Firestore-Specific Remediation in Fastapi — concrete code fixes

Remediation focuses on strict input validation, using Firestore’s parameter-safe methods, and avoiding string-based or dynamic query construction. Always treat user input as untrusted and reshape it to match expected schemas before using it in database operations.

Below are concrete, working FastAPI examples that demonstrate secure handling with Firestore.

from fastapi import FastAPI, HTTPException, Query
from google.cloud import firestore
import re

app = FastAPI()
db = firestore.Client()

# Safe document retrieval by ID with strict allowlist and format check
@app.get("/users/{user_id}")
def get_user(user_id: str = Query(..., regex=r'^[a-zA-Z0-9_-]{1,64}$')):
    # Enforce document ID rules to prevent path traversal or injection via ID
    if not re.match(r'^[a-zA-Z0-9_-]{1,64}$', user_id):
        raise HTTPException(status_code=400, detail="Invalid user ID")
    doc_ref = db.collection('users').document(user_id)
    doc = doc_ref.get()
    if not doc.exists:
        raise HTTPException(status_code=404, detail="User not found")
    return {doc.id: doc.to_dict()}

# Safe query using explicit field allowlist and parameterization
@app.get("/items/")
def list_items(category: str = Query(..., min_length=1, max_length=50)):
    ALLOWED_CATEGORIES = {"books", "electronics", "clothing"}
    if category not in ALLOWED_CATEGORIES:
        raise HTTPException(status_code=400, detail="Invalid category")
    # Parameterized query using Firestore's built-in parameter support
    collection_ref = db.collection('items')
    query = collection_ref.where('category', '==', category).limit(20)
    results = query.stream()
    return [{'id': doc.id, **doc.to_dict()} for doc in results]

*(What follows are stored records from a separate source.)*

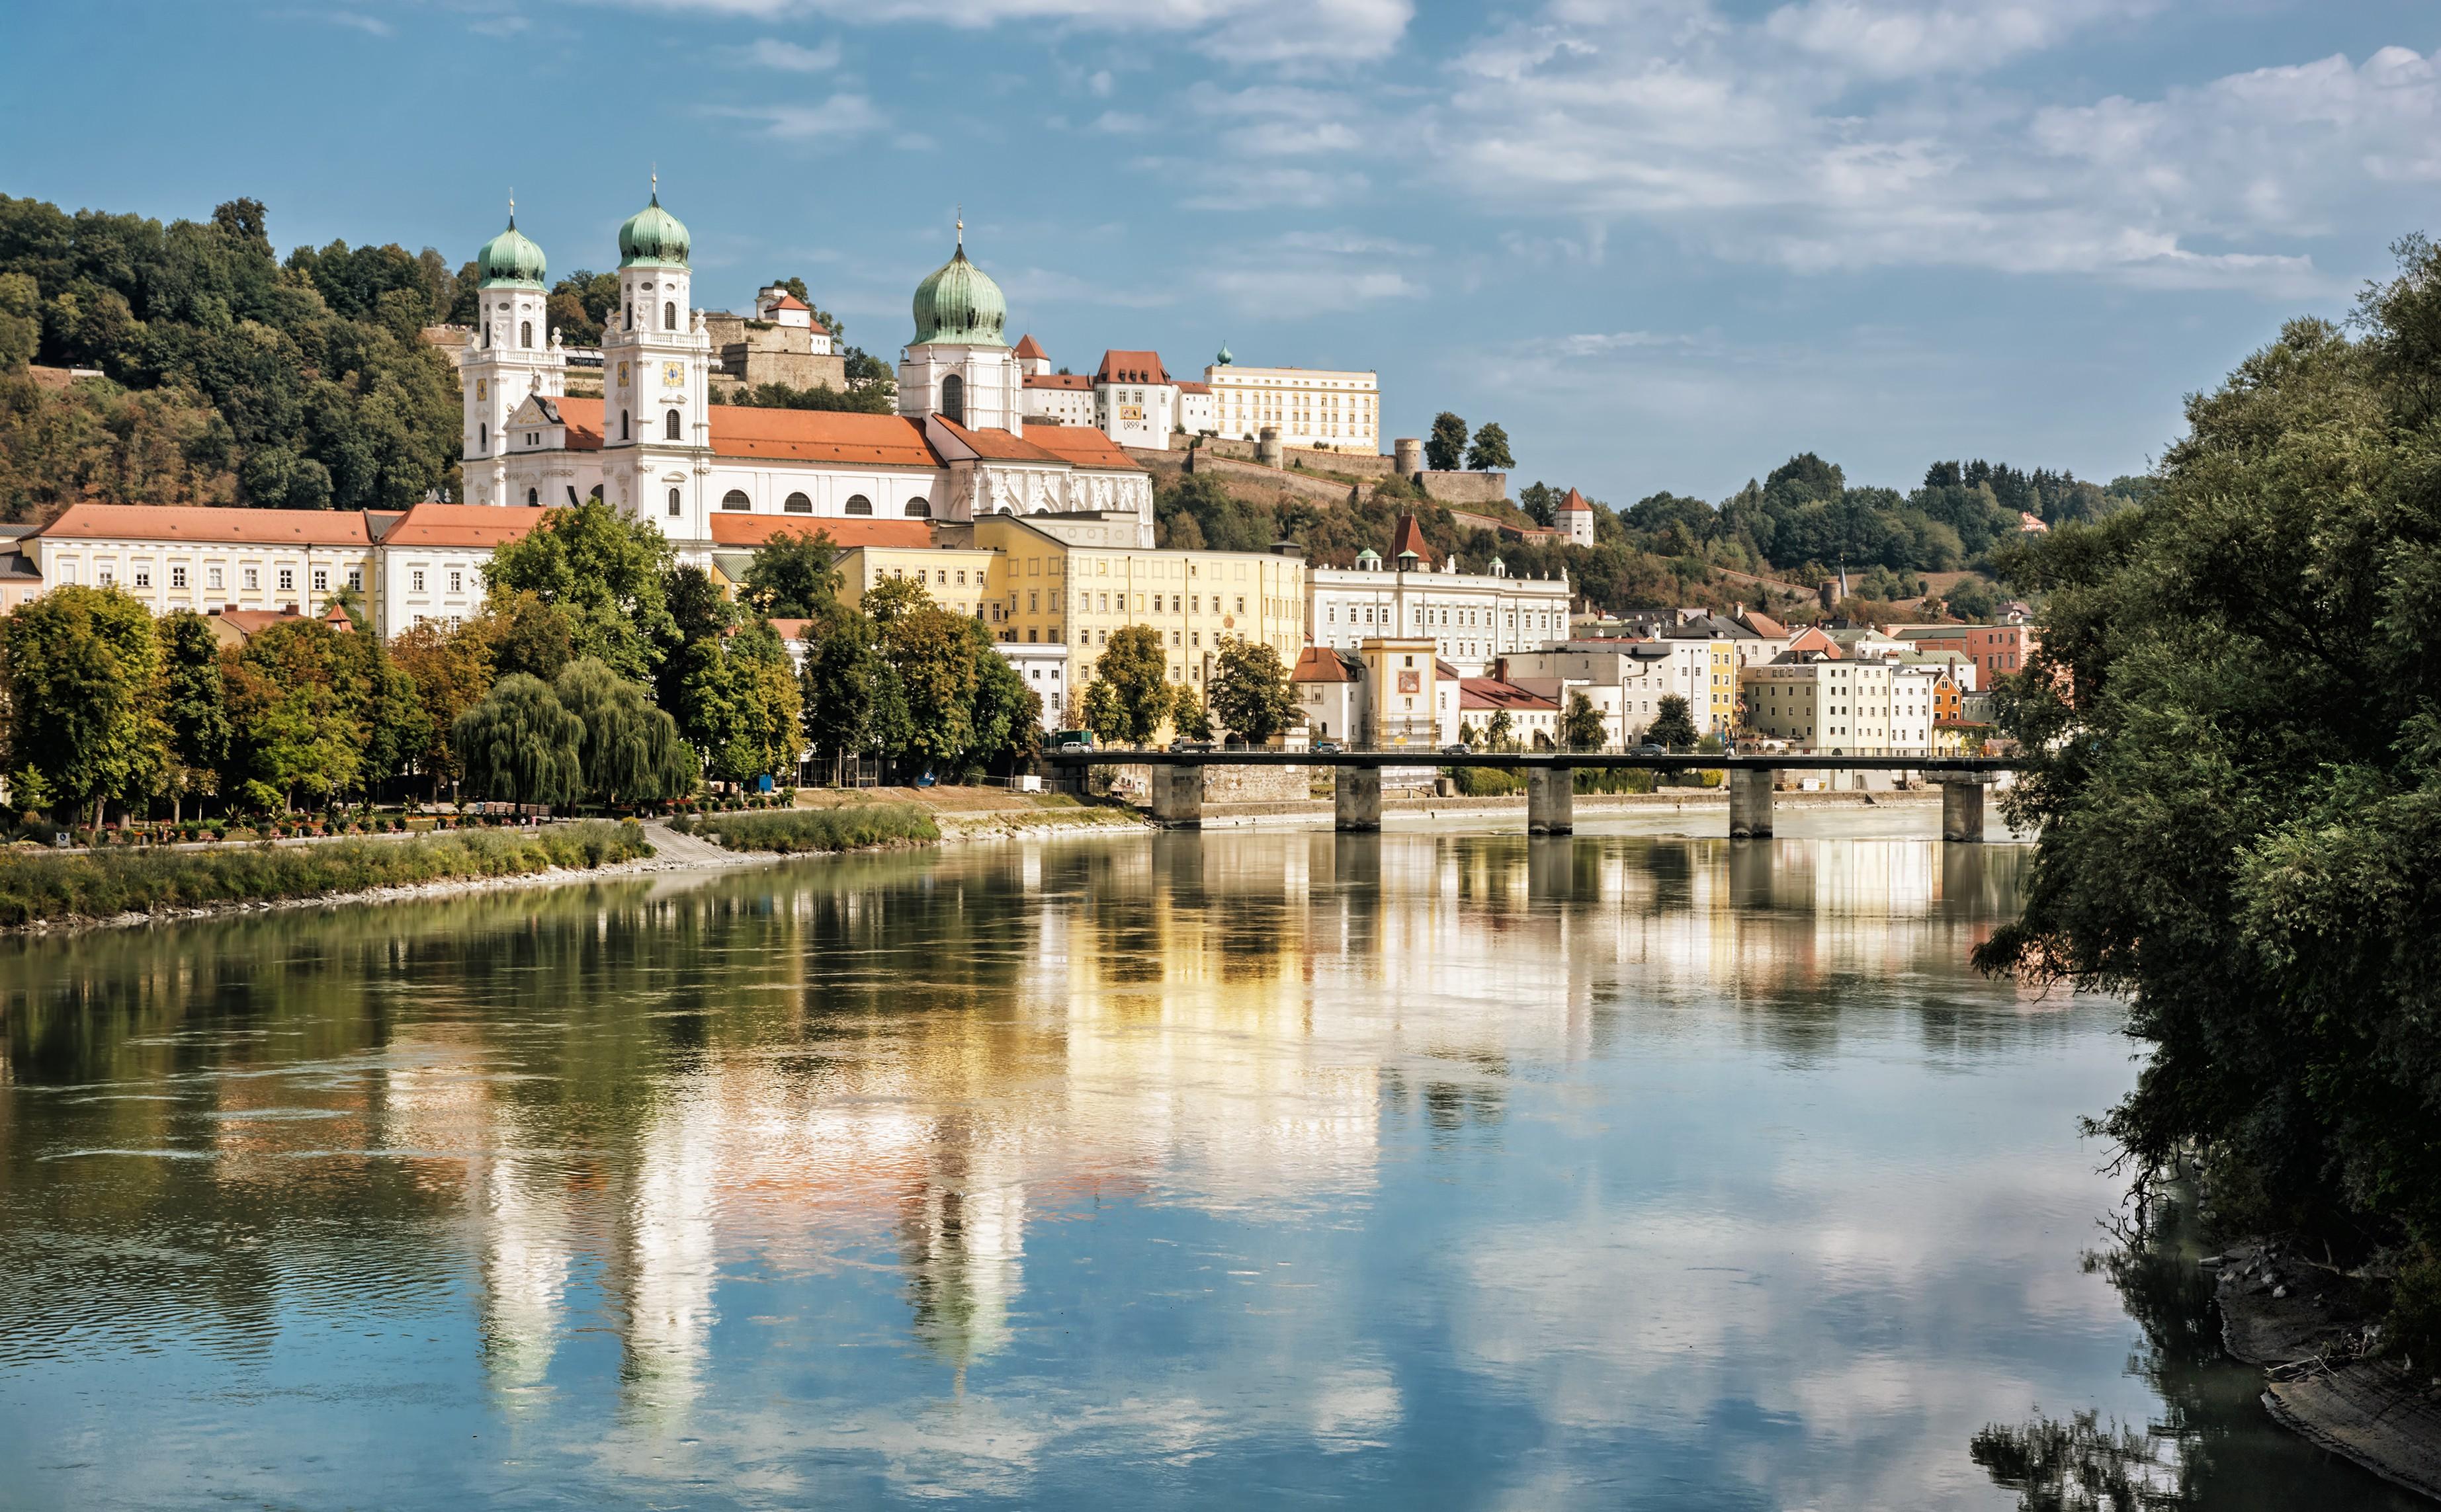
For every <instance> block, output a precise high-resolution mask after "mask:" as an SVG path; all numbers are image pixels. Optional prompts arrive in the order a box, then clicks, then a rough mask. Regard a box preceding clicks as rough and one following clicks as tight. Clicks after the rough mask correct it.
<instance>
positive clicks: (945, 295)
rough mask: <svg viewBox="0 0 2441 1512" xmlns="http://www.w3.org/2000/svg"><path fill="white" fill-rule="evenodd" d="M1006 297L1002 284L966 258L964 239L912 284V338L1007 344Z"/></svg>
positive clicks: (964, 343)
mask: <svg viewBox="0 0 2441 1512" xmlns="http://www.w3.org/2000/svg"><path fill="white" fill-rule="evenodd" d="M1006 329H1008V300H1003V298H1001V285H998V283H993V280H991V273H984V271H981V268H976V266H974V263H969V261H967V246H964V241H962V244H959V249H957V251H954V254H952V256H950V261H947V263H942V266H937V268H932V273H930V276H925V280H923V283H918V285H915V341H913V346H923V344H925V341H957V344H962V346H1008V341H1003V339H1001V337H1003V332H1006Z"/></svg>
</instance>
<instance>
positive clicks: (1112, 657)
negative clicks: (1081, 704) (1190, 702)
mask: <svg viewBox="0 0 2441 1512" xmlns="http://www.w3.org/2000/svg"><path fill="white" fill-rule="evenodd" d="M1094 668H1096V676H1094V680H1098V683H1108V688H1111V695H1113V697H1116V700H1118V719H1116V724H1113V727H1111V732H1108V734H1106V732H1103V729H1101V727H1098V724H1096V727H1094V734H1101V736H1103V739H1108V741H1123V744H1130V746H1138V744H1145V741H1150V739H1152V732H1157V729H1159V727H1162V719H1167V717H1169V707H1172V702H1174V700H1177V695H1179V690H1177V685H1174V683H1172V680H1169V654H1167V651H1164V649H1162V632H1157V629H1152V627H1150V624H1130V627H1125V629H1113V632H1111V644H1108V646H1103V649H1101V658H1098V661H1096V663H1094Z"/></svg>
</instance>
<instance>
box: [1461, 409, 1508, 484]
mask: <svg viewBox="0 0 2441 1512" xmlns="http://www.w3.org/2000/svg"><path fill="white" fill-rule="evenodd" d="M1513 466H1518V458H1513V456H1509V432H1504V429H1501V427H1499V422H1484V427H1482V429H1477V432H1474V444H1472V446H1467V468H1469V471H1474V473H1506V471H1509V468H1513Z"/></svg>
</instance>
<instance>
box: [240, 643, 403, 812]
mask: <svg viewBox="0 0 2441 1512" xmlns="http://www.w3.org/2000/svg"><path fill="white" fill-rule="evenodd" d="M220 676H222V678H225V680H227V688H229V724H232V729H234V739H232V741H229V758H232V776H237V778H239V793H244V795H247V802H251V805H256V807H266V810H269V807H278V810H281V812H290V810H295V800H298V793H303V795H308V797H322V800H327V797H330V795H332V793H344V790H347V788H354V785H356V780H359V778H361V776H364V756H366V722H364V712H366V700H369V695H371V683H369V676H366V658H364V651H361V646H359V644H356V637H354V634H342V632H337V629H332V627H330V624H325V622H320V619H283V622H278V624H273V627H269V629H261V632H256V634H254V637H251V639H249V641H247V644H244V646H232V649H227V651H222V661H220Z"/></svg>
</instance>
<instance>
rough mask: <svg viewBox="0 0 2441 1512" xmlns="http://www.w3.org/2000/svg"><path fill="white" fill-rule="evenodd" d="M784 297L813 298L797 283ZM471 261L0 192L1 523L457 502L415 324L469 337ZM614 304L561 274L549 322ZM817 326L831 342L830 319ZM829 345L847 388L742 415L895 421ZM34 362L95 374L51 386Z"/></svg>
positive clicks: (437, 381)
mask: <svg viewBox="0 0 2441 1512" xmlns="http://www.w3.org/2000/svg"><path fill="white" fill-rule="evenodd" d="M786 285H788V288H791V290H796V293H798V298H806V293H803V288H806V285H803V280H793V278H791V280H786ZM474 300H476V268H474V263H471V261H469V263H459V268H456V271H452V268H449V261H447V259H444V256H442V254H439V251H434V249H430V246H427V249H422V251H415V254H410V251H405V249H403V246H395V244H391V246H349V244H347V241H332V244H330V246H320V249H315V246H298V249H293V251H290V254H288V259H281V256H278V254H273V249H271V234H269V229H266V210H264V205H261V202H259V200H229V202H225V205H220V207H215V210H212V217H210V219H205V222H188V219H176V222H168V224H164V222H159V219H146V217H142V215H107V212H100V210H78V212H73V215H68V212H63V210H59V207H56V205H49V202H44V200H17V198H7V195H0V517H7V519H29V517H46V515H49V512H56V510H59V507H63V505H68V502H76V500H112V502H151V505H259V507H295V510H403V507H408V505H413V502H415V500H420V497H425V495H427V493H430V490H447V493H452V495H454V493H456V490H459V437H461V432H459V424H461V415H459V385H456V371H454V368H452V363H449V358H447V356H444V354H442V351H439V349H434V346H427V344H425V341H422V337H420V332H422V329H425V327H430V324H439V322H456V324H474V319H476V305H474ZM615 300H618V276H615V273H591V271H576V273H569V276H564V278H559V280H557V283H554V285H552V293H549V300H547V310H549V324H552V329H557V332H561V337H564V339H566V341H576V344H593V341H598V339H600V322H603V319H605V317H608V312H610V310H613V305H615ZM806 302H808V305H810V302H813V300H810V298H806ZM818 319H823V324H825V327H830V332H832V337H840V332H842V324H840V319H837V317H835V315H827V312H825V315H818ZM840 351H842V354H845V358H847V393H832V390H827V388H815V390H788V388H786V385H771V388H766V390H757V393H754V395H747V398H745V402H759V405H788V407H813V410H830V407H835V410H876V407H879V410H884V412H886V410H889V407H891V398H889V388H891V383H889V380H891V368H889V363H884V361H879V358H874V356H869V354H864V351H859V349H854V346H842V349H840ZM29 363H41V366H56V368H93V371H98V373H100V378H85V380H78V383H71V385H63V388H51V385H44V383H37V380H34V378H32V376H27V371H24V368H27V366H29ZM774 390H776V393H774Z"/></svg>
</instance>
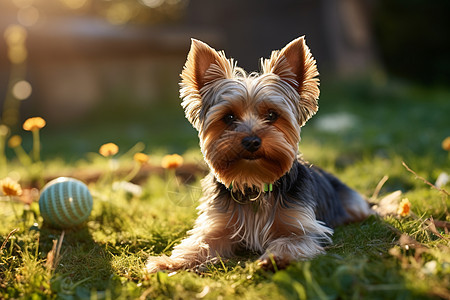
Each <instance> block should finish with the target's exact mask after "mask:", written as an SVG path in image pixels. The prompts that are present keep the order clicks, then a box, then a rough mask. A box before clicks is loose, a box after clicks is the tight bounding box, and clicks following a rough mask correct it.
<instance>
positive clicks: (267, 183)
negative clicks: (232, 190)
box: [228, 183, 273, 193]
mask: <svg viewBox="0 0 450 300" xmlns="http://www.w3.org/2000/svg"><path fill="white" fill-rule="evenodd" d="M228 189H229V190H230V191H232V190H233V183H230V186H229V187H228ZM272 191H273V184H272V183H264V192H265V193H267V192H272Z"/></svg>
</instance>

# Safe update with mapped fields and no dynamic operator injection
@app.patch("/settings/{doc_id}")
def update_settings(doc_id: str, updates: dict):
    # Allow only known, safe field names; reject any keys that look like operators
    ALLOWED_FIELDS = {'theme', 'language', 'notifications_enabled'}
    invalid_keys = [k for k in updates.keys() if k not in ALLOWED_FIELDS]
    if invalid_keys:
        raise HTTPException(status_code=400, detail=f"Invalid fields: {invalid_keys}")
    # Reject any values that contain Firestore-like operator patterns
    for v in updates.values():
        if isinstance(v, str) and re.search(r'^[\$\{\}\[\].]', v):
            raise HTTPException(status_code=400, detail="Invalid value format")
    doc_ref = db.collection('settings').document(doc_id)
    doc_ref.update(updates)
    return {'status': 'updated'}

# Example of using array-contains with strict allowlist values
@app.post("/tags/")
def add_tags(doc_id: str = Query(..., min_length=1), tags: list[str] = Query(...)):
    ALLOWED_TAGS = {"work", "personal", "urgent", "review"}
    normalized = [t for t in tags if t in ALLOWED_TAGS]
    if not normalized:
        raise HTTPException(status_code=400, detail="No valid tags provided")
    doc_ref = db.collection('docs').document(doc_id)
    doc_ref.update({'tags': firestore.ArrayUnion(normalized)})
    return {'updated_tags': normalized}

Key remediation practices:

  • Use strict allowlists for categories, field names, and document IDs; reject anything that does not explicitly match expected patterns.
  • Parameterize queries with Firestore’s where(field, op, value) pattern instead of building query strings or injecting user input into operator positions.
  • Validate and sanitize array inputs with allowlists and avoid passing raw user input into operators such as array-contains-any unless values are strictly constrained.
  • Reject keys that start with special characters (e.g., $, {) to prevent operator injection through dictionary keys.
  • Apply server-side schema checks and use Firestore security rules as a defense-in-depth layer, but do not rely on them alone to prevent injection on the server.

Frequently Asked Questions

How can I validate Firestore document IDs safely in FastAPI?
Use a strict regex allowlist (e.g., ^[a-zA-Z0-9_-]{1,64}$) in path parameters and reject any input containing dots, slashes, or reserved characters before constructing document references.
Is it safe to use user input in Firestore where clauses in FastAPI?
Yes, if you parameterize the queries with Firestore’s built-in methods and validate/sanitize inputs against an allowlist; never concatenate user input into field names or operator values.